I keep meaning to put a data dump on Github, but here’s our OHCL spreadsheet. You can take a look at some of the cool stuff we did this year, and make a copy if you want to interact with it.
- Match data was collected through a custom digital form (technically a Google Scripts Web App built on a spreadsheet), which you can see here. Pit data was just a Google Form connected to that same spreadsheet. We did this so that we could have a custom form (see especially the second and third page’s cargo and rocket diagrams, which work great with mobile touch) that the scouters could use on their phones. I’d use team tablets if we had them though, not everybody had data available on their phones, which created (fairly minor, all things considered) headaches.
- Everything. We want to collect all the data we can, and then analyze what’s important based on the competition. Anything that happens in a match affects its outcome, so collecting all the data gives us much better insights into matches, and by extension, teams.
(Edit: I should put a clarifier on this: some things that we didn’t find to be terribly important, like fouls, we relegated to a comment box. Additionally, I don’t think we’ve ever done driver skill except exceptional cases in the comment box because we’ve never found a way for it to work for our team. I think the skill is inferred largely through results anyways, and the extent which is visible on the field but isn’t reflected somehow in the data is, in my opinion, largely not worth worrying about.)
(Also edit: We didn’t use where they put playing pieces too much, but we I think that was largely the interface’s fault. If I had incorporated that into the interfaces we used more often, I think it would have been more important.)
- Slightly. The only changes we had to make were a few lines of text updating the event name and settings. Mostly for fun, I ended up implementing a match prediction engine during our second competition, mostly because at that point things were running smoothly for once and so I had some time to poke around with it, which I had mostly already created during the preseason. We never really used it for anything but to look interesting though. It did provide interest for the scouters sitting in the stands, though, so that’s a benefit I suppose.
- As you might have inferred from my first answer, Google Sheets!
4a. Lots of them! (Mostly good). It was easy to learn (for me, I realize not or everybody) and there’s practically no ceiling. Anything you want to do, there’s a function, add-on (like my TBA Requests), or the ability to make custom functions for. The fact that you start from scratch means that if you want to customize it, you know how to because you set it up in the first place. There’s a time investement, to be sure, but the versatility of it has really convinced me that it’s excellent for scouting. You can do custom UIs, data analysis modeling, really anything, fairly easily.
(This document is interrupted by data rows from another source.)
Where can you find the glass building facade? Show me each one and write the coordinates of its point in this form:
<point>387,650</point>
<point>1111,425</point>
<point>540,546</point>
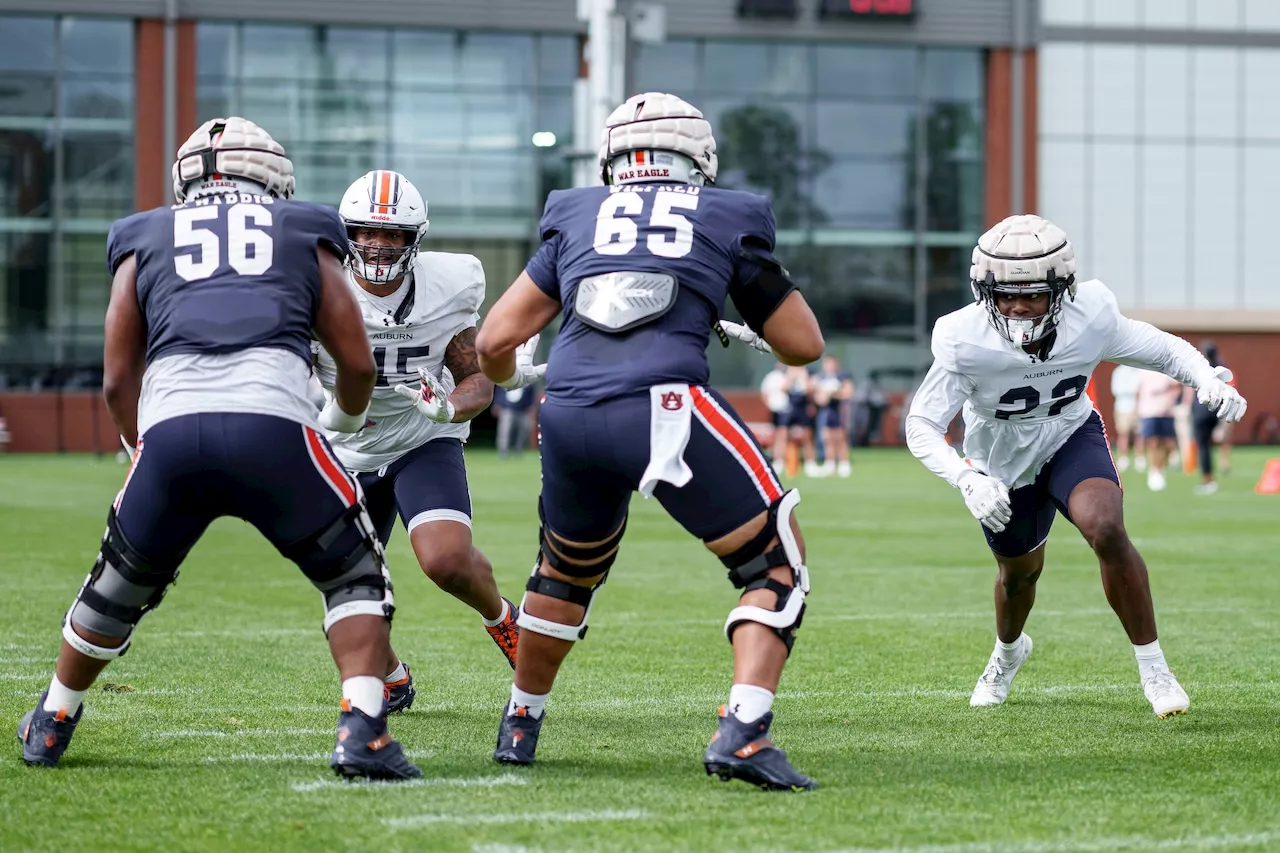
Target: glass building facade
<point>872,154</point>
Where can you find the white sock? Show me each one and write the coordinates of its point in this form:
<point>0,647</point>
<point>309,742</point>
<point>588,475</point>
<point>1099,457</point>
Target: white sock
<point>365,692</point>
<point>63,698</point>
<point>398,674</point>
<point>533,703</point>
<point>1008,652</point>
<point>1150,658</point>
<point>749,702</point>
<point>494,623</point>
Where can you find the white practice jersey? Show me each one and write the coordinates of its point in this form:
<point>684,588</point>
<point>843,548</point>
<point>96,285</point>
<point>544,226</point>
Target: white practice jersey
<point>411,329</point>
<point>1019,410</point>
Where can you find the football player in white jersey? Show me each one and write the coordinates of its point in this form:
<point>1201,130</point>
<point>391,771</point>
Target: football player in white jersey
<point>1018,361</point>
<point>420,310</point>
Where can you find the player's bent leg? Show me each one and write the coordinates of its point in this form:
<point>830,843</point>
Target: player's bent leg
<point>766,560</point>
<point>553,616</point>
<point>1097,510</point>
<point>1014,594</point>
<point>446,552</point>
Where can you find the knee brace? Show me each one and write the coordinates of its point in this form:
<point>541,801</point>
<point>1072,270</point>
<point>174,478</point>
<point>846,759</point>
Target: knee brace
<point>575,561</point>
<point>120,589</point>
<point>749,569</point>
<point>355,584</point>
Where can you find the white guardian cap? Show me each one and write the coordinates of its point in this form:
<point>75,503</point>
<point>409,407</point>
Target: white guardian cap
<point>383,200</point>
<point>224,155</point>
<point>658,137</point>
<point>1025,255</point>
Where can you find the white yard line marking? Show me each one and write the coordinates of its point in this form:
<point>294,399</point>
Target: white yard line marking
<point>480,781</point>
<point>531,817</point>
<point>1084,845</point>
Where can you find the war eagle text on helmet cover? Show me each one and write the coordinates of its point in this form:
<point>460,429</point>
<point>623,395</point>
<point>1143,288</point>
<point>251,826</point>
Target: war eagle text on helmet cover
<point>661,122</point>
<point>231,149</point>
<point>1023,250</point>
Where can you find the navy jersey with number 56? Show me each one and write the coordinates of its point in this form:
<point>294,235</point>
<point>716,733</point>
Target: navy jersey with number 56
<point>228,273</point>
<point>698,235</point>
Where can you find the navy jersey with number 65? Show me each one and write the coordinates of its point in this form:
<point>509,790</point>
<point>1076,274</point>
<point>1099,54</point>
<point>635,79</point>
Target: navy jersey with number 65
<point>702,236</point>
<point>228,273</point>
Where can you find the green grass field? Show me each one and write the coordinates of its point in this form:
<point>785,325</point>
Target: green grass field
<point>214,731</point>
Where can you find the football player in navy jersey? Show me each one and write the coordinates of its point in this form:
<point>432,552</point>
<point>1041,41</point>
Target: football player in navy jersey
<point>206,363</point>
<point>640,269</point>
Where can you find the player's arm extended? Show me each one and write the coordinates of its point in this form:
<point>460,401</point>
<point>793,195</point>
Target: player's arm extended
<point>521,313</point>
<point>124,351</point>
<point>936,402</point>
<point>472,392</point>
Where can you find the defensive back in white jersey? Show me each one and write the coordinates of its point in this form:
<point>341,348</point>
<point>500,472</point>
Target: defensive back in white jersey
<point>1019,410</point>
<point>410,329</point>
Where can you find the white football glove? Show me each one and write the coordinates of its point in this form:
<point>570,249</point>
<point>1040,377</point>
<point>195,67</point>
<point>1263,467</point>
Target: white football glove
<point>1223,398</point>
<point>746,336</point>
<point>430,397</point>
<point>987,498</point>
<point>526,372</point>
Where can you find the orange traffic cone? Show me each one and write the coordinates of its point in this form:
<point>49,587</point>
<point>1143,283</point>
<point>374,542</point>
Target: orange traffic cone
<point>1270,480</point>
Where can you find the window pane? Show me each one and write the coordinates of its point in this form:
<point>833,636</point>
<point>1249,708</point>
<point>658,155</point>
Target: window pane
<point>215,50</point>
<point>670,67</point>
<point>858,288</point>
<point>92,45</point>
<point>856,69</point>
<point>99,174</point>
<point>26,173</point>
<point>954,145</point>
<point>854,127</point>
<point>864,194</point>
<point>28,44</point>
<point>952,74</point>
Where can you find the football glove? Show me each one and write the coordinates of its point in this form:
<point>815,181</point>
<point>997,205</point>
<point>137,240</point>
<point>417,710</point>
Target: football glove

- This is probably the biggest weakness with our scouting at the moment. We have a meeting the evening before the last day to discuss potential candidates, where qualitative observations from mentors and scouters meet custom and simple numerical ratings to generate a pick list. I think the general concept is pretty decent, but it’s unorganized and I don’t think anybody really leaves the meeting happy and confident with the list.
I’m more than happy to field any questions!